Human iPSC line 13FLVNOC1 was provided by Prof. Joseph Wu’s lab in the Cardiovascular Research Institute at Stanford University. The iPSCs were cultured in Matrigel-coated 6-well plates in E8 medium and passaged using EDTA. The iPSCs were then differentiated into cardiomyocytes based on a previously described monolayer technique with minor modifications (Supplementary Fig. S6) 83. Briefly, on day 12 of differentiation, cardiomyocytes were passaged into Matrigel-coated wells and lactate purified in CDM3L medium (CDM3 medium without glucose supplemented with 5 mM sodium DL-lactate) for 7 days. After that cells were passaged into fibronectin-coated 6-well plates and cultured for an additional 7 days in CDM3L supplemented for the first 24 h with 10% fetal-bovine serum (FBS) and 2 µM thiazovivin. At 3 days prior to seeding on patterned substrates, CDM3L media was supplemented again with 10% FBS. After that cells were detached and seeded at the defined density onto the micropatterned PDMS-coated coverslips in CDM3 medium supplemented with 15% FBS and thiazovivin for the first 24 h and 10% FBS after that. For the experiments with matured cardiomyocytes, during the fibronectin conditioning stage iPS-CMs were cultured in CDM3 media supplemented with 20 ng/mL 3-iodo-L-thyronine according to the previously reported technique59.

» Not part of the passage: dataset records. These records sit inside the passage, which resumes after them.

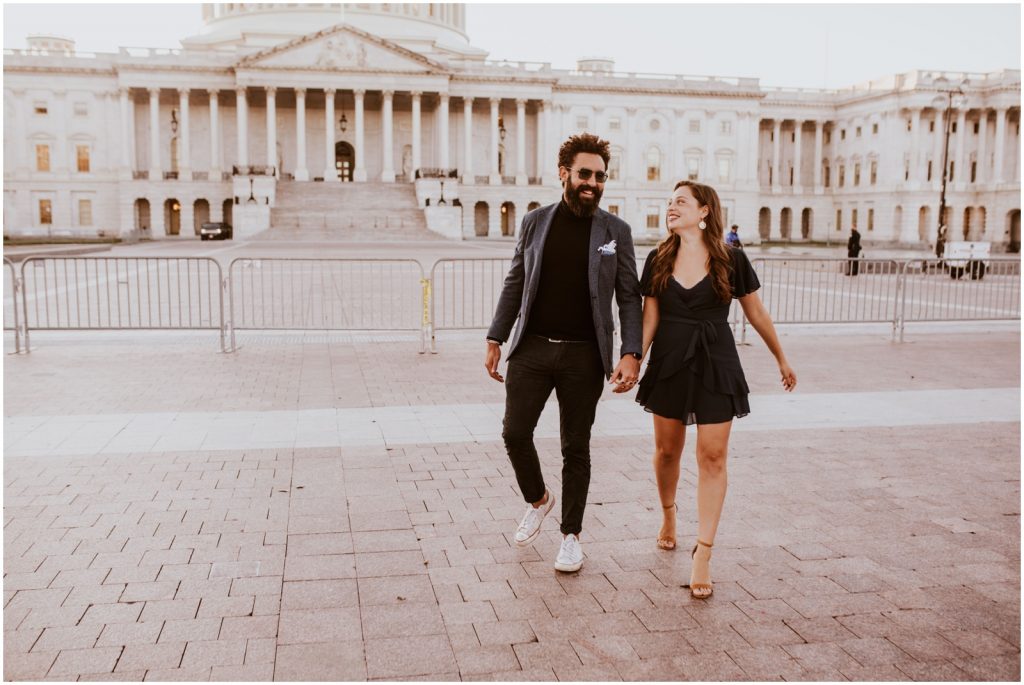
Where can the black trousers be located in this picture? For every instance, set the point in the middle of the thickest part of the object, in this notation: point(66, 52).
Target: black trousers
point(576, 373)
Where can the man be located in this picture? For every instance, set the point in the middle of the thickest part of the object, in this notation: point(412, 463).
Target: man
point(732, 238)
point(570, 257)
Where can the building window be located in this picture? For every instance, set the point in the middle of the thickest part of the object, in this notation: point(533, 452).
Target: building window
point(82, 154)
point(42, 158)
point(85, 212)
point(724, 169)
point(692, 167)
point(45, 212)
point(653, 165)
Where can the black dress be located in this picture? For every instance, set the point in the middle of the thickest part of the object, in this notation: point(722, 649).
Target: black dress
point(694, 374)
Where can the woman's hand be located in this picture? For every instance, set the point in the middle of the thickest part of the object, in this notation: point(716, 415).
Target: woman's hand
point(788, 376)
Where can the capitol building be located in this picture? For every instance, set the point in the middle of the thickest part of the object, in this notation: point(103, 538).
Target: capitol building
point(361, 121)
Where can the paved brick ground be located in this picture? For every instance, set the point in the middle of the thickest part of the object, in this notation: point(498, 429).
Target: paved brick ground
point(880, 553)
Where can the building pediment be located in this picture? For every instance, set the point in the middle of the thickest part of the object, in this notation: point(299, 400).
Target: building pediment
point(340, 47)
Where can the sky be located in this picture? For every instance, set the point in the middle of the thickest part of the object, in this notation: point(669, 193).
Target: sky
point(798, 45)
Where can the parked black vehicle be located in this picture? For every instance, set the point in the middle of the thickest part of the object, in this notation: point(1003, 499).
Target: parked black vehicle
point(215, 231)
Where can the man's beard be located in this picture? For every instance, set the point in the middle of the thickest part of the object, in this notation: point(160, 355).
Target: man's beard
point(582, 207)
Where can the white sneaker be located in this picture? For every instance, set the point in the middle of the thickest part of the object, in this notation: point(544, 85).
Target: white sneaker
point(570, 555)
point(529, 526)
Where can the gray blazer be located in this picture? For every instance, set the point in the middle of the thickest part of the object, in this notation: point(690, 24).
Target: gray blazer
point(608, 273)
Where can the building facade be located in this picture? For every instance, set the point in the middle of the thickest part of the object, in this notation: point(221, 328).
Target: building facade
point(270, 98)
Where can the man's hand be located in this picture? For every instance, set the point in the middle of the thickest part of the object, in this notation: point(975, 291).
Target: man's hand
point(491, 360)
point(626, 374)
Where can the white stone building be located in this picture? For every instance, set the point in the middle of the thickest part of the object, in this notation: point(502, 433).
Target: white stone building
point(317, 117)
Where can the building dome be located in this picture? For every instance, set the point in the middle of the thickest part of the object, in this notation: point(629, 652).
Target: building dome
point(261, 25)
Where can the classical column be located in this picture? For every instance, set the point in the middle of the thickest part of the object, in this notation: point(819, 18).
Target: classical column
point(156, 172)
point(520, 141)
point(819, 127)
point(242, 115)
point(958, 177)
point(798, 152)
point(127, 165)
point(271, 129)
point(776, 163)
point(388, 172)
point(301, 172)
point(330, 170)
point(359, 173)
point(442, 139)
point(496, 177)
point(1000, 141)
point(981, 176)
point(467, 148)
point(214, 137)
point(417, 135)
point(184, 148)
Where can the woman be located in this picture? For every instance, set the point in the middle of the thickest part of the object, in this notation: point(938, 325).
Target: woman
point(694, 374)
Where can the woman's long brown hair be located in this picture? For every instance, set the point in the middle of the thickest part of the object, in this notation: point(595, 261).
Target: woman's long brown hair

Fixation, staining, and fluorescent microscopy

Coverslips with cardiomyocytes and fibroblasts were fixed and permeabilized with 4% formaldehyde and 0.1% Triton-X 100 in PBS for 15 min and then washed 3 times with PBS. Coverslips were then stained with dilutions of 1:200 DAPI, 1:75 phalloidin conjugated to Alexa Fluor 488, and 1:200 primary antibodies, mouse anti-sarcomeric-α-actinin (Sigma A7811) or mouse anti-fibronectin (Sigma F3648). Samples were incubated with these stains for 60 min and then washed 3 times with PBS. Samples were then incubated in 1:100 dilution of goat anti-mouse secondary antibodies conjugated to Alexa Fluor 555 for 60 min and the washed 3 times in PBS. Finally, coverslips were mounted for imaging onto glass slides with ProLong preservative. All samples were imaged using confocal laser scanning microscopy (LSM 700, Carl Zeiss Microscopy, LLC).

Cell alignment analysis

Cell actin alignment was measured using custom MATLAB code based on local actin filament orientation analysis based on adaptation of fingerprint analysis software34,66,84. To do this, confocal images of samples stained for nuclei, F-actin, and sarcomeric α-actinin were used. First, local orientations of actin filaments were detected across the image based on intensity gradients and then a filament mask was created to select corresponding to actin filaments (note that at the imaging resolution used this included actin filaments, stress fibers and myofibrils). Actin and α-actinin channels were then processed to produce binary masks of all cells (actin) and only cardiomyocytes (α-actinin). These masks were then used to determine cardiomyocyte actin orientation using the α-actinin mask, and fibroblast actin orientation by subtracting the α-actinin mask from the actin mask. Angular distribution of actin filaments was then used for each cell type to calculate the orientational order parameter (OOP), a measure of alignment varying between 0 and 1, where 0 corresponds to an isotropic distribution and 1 corresponds to a perfectly anisotropic distribution with all filaments aligned in the exact same direction. Heat maps and histograms were created by detecting location of the actin filaments relative to the fluorescently labeled fibronectin pattern and calculating alignment data for each location separately. Actin and α-actinin-based masks were also used to determine the cardiomyocyte purity and the overall cell surface coverage.